Neeva, a search engine company that was founded in 2019 by a former executive at Google, announced on Saturday it is shutting down the search engine part of the business. It will instead concentrate its efforts on developing AI and large language models (LLMs).
In a blog post, the company stated it discovered that it was difficult to make a new search engine with just 50 team members. It stated:
We overcame these obstacles and built a search stack from the ground up, running a crawl that fetched petabytes of information from the web and used that to power an independent search stack.
Neeva decided not to use ads for its search engine, unlike Google's business model. This is ironic because the person who founded Neeva, Sridhar Ramaswamy, was previously Google's senior vice president of advertising and commerce.
Instead, Neeva used a subscription model to fund development, which cost $5.99 a month or $49.99 for an annual plan. For that price you could use its search browser extension for Chrome, Edge, Firefox, Safari, and others, along with iOS and Android apps. The subscription also threw in a password manager and a VPN with that plan.
Neeva officially launched in 2021 in the US and expanded to other countries in 2022. In January 2023, the company launched NeevaAI, which beat Google's Bard and Microsoft's Bing Chat to the punch by offering AI answers to search questions. It expanded to other countries in February just as Bard was announced and Bing Chat launched.
However, it would appear that wasn't enough to keep Neeva's search business going. This weekend's blog post stated:
Contrary to popular belief, convincing users to pay for a better experience was actually a less difficult problem compared to getting them to try a new search engine in the first place.

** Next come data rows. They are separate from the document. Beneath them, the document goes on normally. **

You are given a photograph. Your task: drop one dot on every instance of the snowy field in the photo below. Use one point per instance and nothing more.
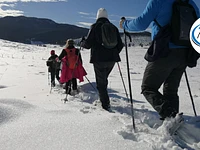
(33, 117)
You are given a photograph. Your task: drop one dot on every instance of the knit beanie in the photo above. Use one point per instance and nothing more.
(70, 42)
(52, 52)
(102, 13)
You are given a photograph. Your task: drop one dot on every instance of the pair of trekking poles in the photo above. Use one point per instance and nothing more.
(129, 81)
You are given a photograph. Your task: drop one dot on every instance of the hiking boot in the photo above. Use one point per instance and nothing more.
(74, 92)
(168, 112)
(53, 84)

Neeva will shut down its consumer search engine in the coming weeks, along with the Neeva.com site. All of its user data will be deleted, and people who signed up for Neeva Premium will receive a refund. More information has been posted on an FAQ page.
Neeva's blog post states that the company itself will go on. It says it wants to help develop LLMs more effectively and more affordably for enterprise users. It added that it will reveal more "future of our work and our team in the next few weeks."